Article body

L’ouvrage rassemble des travaux d’étudiants réalisés dans le cadre d’un séminaire de maîtrise en analyse des politiques tenu à l’Université Laval, ainsi que des contributions originales des politologues François Pétry, Dimitri Karmis, Réjean Pelletier et Denis Saint-Martin. Il tente de mesurer, à partir d’études de cas (la gestion des déchets domestiques, l’élimination du déficit, par exemple) et d’une analyse statistique plus large, la congruence entre les engagements pris par le Parti québécois durant les campagnes électorales de 1994 et 1998 et les réalisations du gouvernement durant les mandats que les électeurs lui avaient confiés.

Le livre, à tout le moins les textes de François Pétry, s’inspire principalement de la théorie du mandat et du modèle des choix rationnels plutôt que de la perspective constructiviste : «Selon l’approche rationnelle dont s’inspire la théorie du mandat, les engagements et les réalisations réfèrent à des faits et à des actions observables. On peut donc établir objectivement si un engagement est ou n’est pas réalisé par simple comparaison des faits. À l’opposé, l’approche constructiviste postule que ce qui compte dans le discours politique associé aux promesses électorales et aux réalisations de politiques publiques, ce sont les symboles et l’interprétation subjective qui en est faite» (p. 11).

Je ne cacherai pas que si j’avais à choisir, j’aurais opté pour le constructivisme ou encore pour l’inspiration arendtienne de Denis Saint-Martin. Comme en témoignent les articles de cet ouvrage qui la retiennent, la théorie du mandat ne paraît pas mener plus loin qu’à des constats essentiellement descriptifs qui laissent entièrement ouverte la question de l’explication ou de la compréhension des phénomènes qu’elle permet d’identifier. Cela ne veut pas dire pour autant que le travail scientifique ainsi réalisé soit impertinent ou inutile.

Le livre permet de montrer qu’au Québec comme ailleurs il est faux d’affirmer que les engagements électoraux obéissent à un simple rituel imposé par la démocratie représentative. On apprend ainsi que 75 % des engagements pris par le Parti québécois dans ses plateformes électorales de 1994 et de 1998 ont été réalisés en totalité ou en partie. Il est vrai que ce constat est fondé sur les prétentions du parti lui-même, c’est-à-dire sur les engagements qu’il déclare ainsi réalisés.
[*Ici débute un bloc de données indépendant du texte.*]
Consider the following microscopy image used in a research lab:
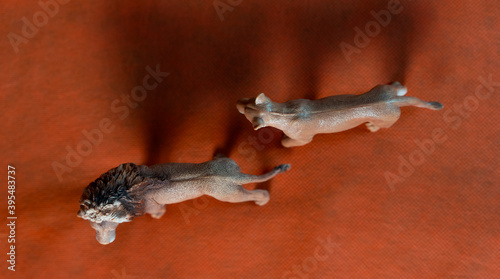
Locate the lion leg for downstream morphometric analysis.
[209,184,269,205]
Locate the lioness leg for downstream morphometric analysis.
[281,134,312,147]
[366,122,380,133]
[144,200,167,219]
[208,184,269,205]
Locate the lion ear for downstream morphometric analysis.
[76,209,85,218]
[255,93,271,105]
[252,117,266,130]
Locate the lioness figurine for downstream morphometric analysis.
[236,82,443,147]
[78,156,290,244]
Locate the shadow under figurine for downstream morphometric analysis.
[78,156,290,244]
[236,82,443,147]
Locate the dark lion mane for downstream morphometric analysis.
[80,163,149,217]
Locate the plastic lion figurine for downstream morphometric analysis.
[78,156,290,244]
[236,82,443,147]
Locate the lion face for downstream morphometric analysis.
[77,200,133,224]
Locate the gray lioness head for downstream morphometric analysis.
[236,93,273,130]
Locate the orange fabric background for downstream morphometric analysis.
[0,0,500,279]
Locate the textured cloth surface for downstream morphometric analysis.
[0,0,500,279]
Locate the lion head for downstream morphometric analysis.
[77,163,149,244]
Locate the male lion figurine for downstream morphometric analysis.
[236,82,443,147]
[78,156,290,244]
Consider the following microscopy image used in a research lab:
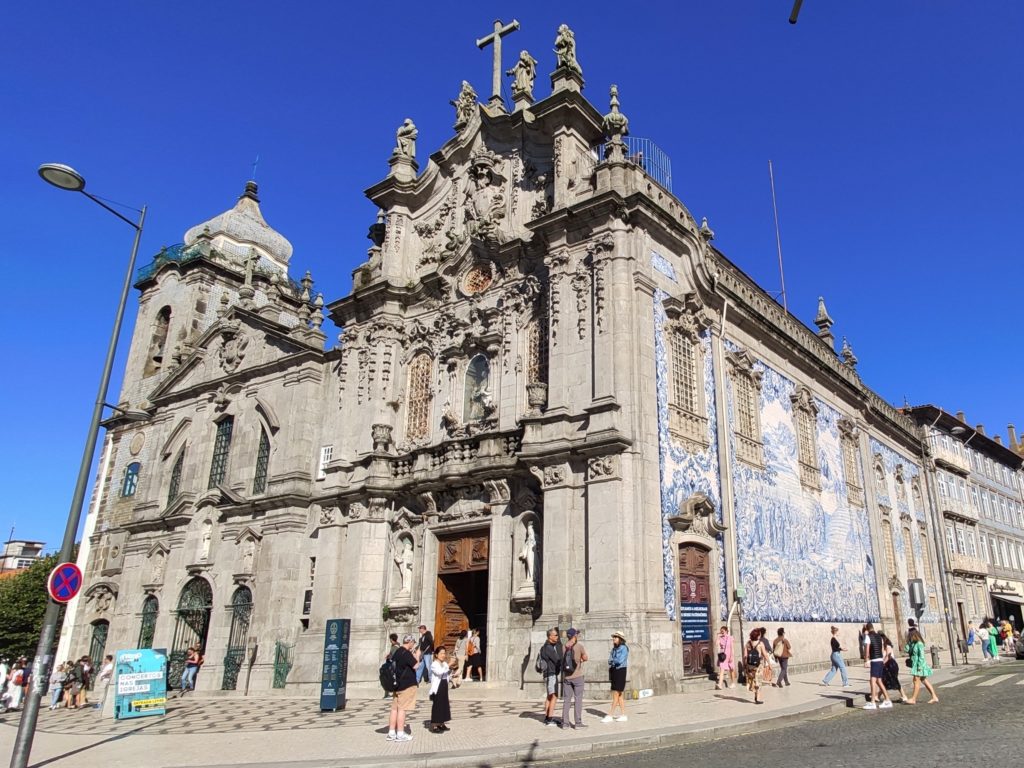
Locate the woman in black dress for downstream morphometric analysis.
[430,646,452,733]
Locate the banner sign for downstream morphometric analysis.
[112,648,167,720]
[679,603,711,643]
[321,618,352,712]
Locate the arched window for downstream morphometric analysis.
[207,416,234,488]
[253,427,270,494]
[121,462,142,497]
[135,595,160,648]
[463,354,494,422]
[142,306,171,376]
[406,352,433,440]
[167,449,185,505]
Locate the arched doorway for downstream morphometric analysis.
[138,595,160,648]
[679,544,714,675]
[167,578,213,688]
[220,587,253,690]
[89,618,111,670]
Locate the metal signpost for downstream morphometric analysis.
[321,618,352,712]
[114,648,167,720]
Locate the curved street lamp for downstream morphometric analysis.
[10,163,145,768]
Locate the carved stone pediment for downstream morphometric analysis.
[669,494,727,539]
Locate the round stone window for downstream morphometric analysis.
[462,264,495,296]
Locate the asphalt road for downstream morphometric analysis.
[536,662,1024,768]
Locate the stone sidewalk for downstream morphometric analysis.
[0,666,974,768]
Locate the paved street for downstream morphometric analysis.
[0,660,1024,768]
[541,662,1024,768]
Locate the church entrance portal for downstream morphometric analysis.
[434,530,490,664]
[679,544,714,675]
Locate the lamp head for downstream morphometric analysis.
[39,163,85,191]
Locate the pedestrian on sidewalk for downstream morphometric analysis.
[387,635,420,741]
[469,630,483,683]
[879,632,906,701]
[772,627,793,688]
[538,627,565,726]
[452,630,469,688]
[601,632,630,723]
[903,630,939,703]
[864,624,888,710]
[430,645,452,733]
[821,627,847,688]
[416,624,434,683]
[715,625,736,690]
[758,627,775,688]
[558,628,590,728]
[743,629,764,703]
[978,618,992,662]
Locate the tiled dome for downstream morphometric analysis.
[185,181,292,273]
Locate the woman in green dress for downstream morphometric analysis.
[903,629,939,703]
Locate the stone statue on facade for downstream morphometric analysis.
[450,80,476,131]
[519,520,537,585]
[394,537,413,595]
[391,118,420,160]
[505,50,537,100]
[555,24,583,75]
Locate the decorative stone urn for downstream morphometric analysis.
[370,424,394,454]
[526,382,548,413]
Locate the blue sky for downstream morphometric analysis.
[0,0,1024,547]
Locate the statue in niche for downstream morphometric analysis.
[555,24,583,75]
[391,118,420,160]
[150,552,167,584]
[199,520,213,561]
[519,520,537,584]
[450,80,476,131]
[505,51,537,99]
[394,537,413,595]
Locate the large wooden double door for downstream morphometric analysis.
[679,544,714,675]
[434,530,490,653]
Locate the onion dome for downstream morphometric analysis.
[185,181,292,273]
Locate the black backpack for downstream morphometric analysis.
[379,656,398,693]
[746,645,761,667]
[562,646,575,675]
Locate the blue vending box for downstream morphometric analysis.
[114,648,167,720]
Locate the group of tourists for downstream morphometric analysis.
[380,625,629,741]
[967,618,1021,662]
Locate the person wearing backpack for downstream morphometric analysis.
[536,627,565,726]
[558,628,590,728]
[743,629,764,703]
[387,635,420,741]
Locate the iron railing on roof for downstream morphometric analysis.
[597,136,672,191]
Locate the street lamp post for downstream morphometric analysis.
[10,163,145,768]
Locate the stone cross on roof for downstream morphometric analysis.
[476,18,519,112]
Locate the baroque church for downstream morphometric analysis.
[62,26,942,696]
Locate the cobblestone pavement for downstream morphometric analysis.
[539,662,1024,768]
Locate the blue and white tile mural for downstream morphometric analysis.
[868,437,939,622]
[726,358,879,622]
[651,286,726,618]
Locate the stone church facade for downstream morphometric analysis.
[66,28,943,695]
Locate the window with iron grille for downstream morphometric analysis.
[526,314,548,384]
[406,352,433,440]
[669,331,697,414]
[167,449,185,504]
[121,462,142,497]
[208,416,234,488]
[253,427,270,494]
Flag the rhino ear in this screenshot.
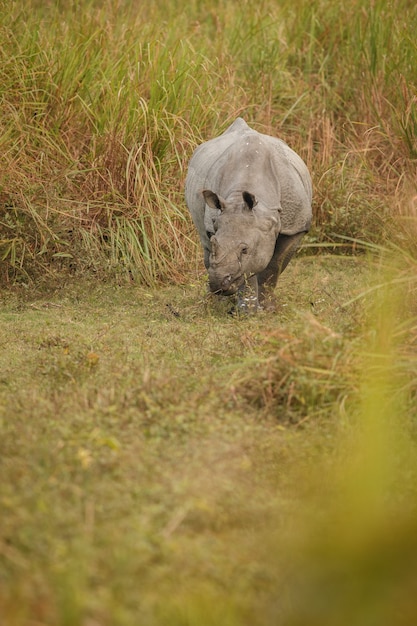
[242,191,258,211]
[202,189,224,211]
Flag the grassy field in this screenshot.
[0,0,417,626]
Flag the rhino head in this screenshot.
[203,190,281,296]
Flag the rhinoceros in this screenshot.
[185,118,312,312]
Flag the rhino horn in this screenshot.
[242,191,258,211]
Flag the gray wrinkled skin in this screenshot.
[185,118,312,312]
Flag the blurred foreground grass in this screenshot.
[0,257,417,626]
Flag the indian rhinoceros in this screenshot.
[185,118,312,312]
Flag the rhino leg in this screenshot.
[237,276,259,314]
[258,232,305,302]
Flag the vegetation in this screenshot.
[0,0,417,626]
[0,0,417,285]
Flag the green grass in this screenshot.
[0,256,417,626]
[0,0,417,626]
[0,0,417,285]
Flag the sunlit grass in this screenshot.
[0,0,417,626]
[0,0,416,284]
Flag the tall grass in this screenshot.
[0,0,417,284]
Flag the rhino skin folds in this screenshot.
[185,118,312,312]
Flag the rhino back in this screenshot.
[185,118,312,240]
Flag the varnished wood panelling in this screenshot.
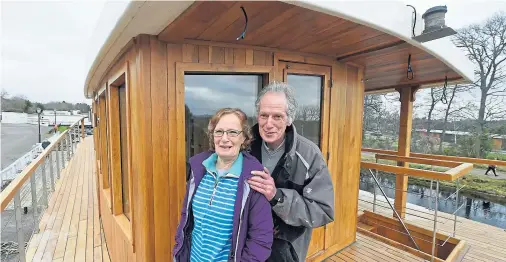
[167,44,182,256]
[211,46,225,64]
[183,44,198,63]
[92,37,363,261]
[131,35,154,261]
[150,37,172,261]
[95,48,139,261]
[107,85,123,215]
[99,190,135,262]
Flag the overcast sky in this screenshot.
[0,0,506,104]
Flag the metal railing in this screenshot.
[0,117,85,262]
[359,154,472,261]
[0,146,44,189]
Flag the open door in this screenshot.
[278,61,332,257]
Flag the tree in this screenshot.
[439,84,471,154]
[426,87,441,136]
[75,103,90,113]
[454,13,506,157]
[1,89,9,99]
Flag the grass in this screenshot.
[409,174,506,204]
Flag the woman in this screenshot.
[173,108,273,261]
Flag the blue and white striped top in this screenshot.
[190,153,243,262]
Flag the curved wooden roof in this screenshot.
[84,1,474,97]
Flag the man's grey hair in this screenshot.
[255,81,297,125]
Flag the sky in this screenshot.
[0,0,506,104]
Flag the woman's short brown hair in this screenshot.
[207,107,253,151]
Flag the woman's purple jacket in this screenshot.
[173,151,274,262]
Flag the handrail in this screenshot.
[376,154,473,181]
[362,148,506,167]
[0,117,86,211]
[375,154,462,168]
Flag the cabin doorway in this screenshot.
[278,61,331,257]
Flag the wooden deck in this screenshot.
[26,137,110,261]
[327,191,506,262]
[27,137,506,262]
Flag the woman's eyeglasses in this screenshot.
[213,129,242,137]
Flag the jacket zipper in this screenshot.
[209,178,220,206]
[174,170,195,260]
[234,184,249,262]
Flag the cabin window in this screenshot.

Les études de cas permettent cependant d’établir que 86 % des engagements déclarés réalisés par le Parti québécois ont été effectivement mis en oeuvre.

En plus de permettre à des étudiants de publier ce qui est probablement leur premier article, ce livre a le mérite d’explorer un domaine de recherche relativement sous-étudié au Québec. La comparaison entre les plateformes électorales du PQ et du PLQ lors des campagnes de 1994 et 1998 établit l’existence d’une différence significative entre les engagements des deux partis politiques. Si par ailleurs on sait, comme le montre ce livre, que les promesses électorales sont en majorité tenues au moins partiellement, ce double constat permet d’invalider ce vieil adage qui présente la démocratie représentative comme une sorte de mise en scène opposant blancs bonnets et bonnets blancs. À gauche, la thèse du pareil au même se contente de souligner l’inflexion néolibérale des politiques de tous les gouvernements. Ce livre a cet autre mérite de rappeler que la réalité est toujours beaucoup moins simple que les généralisations hâtives ne le donnent à penser.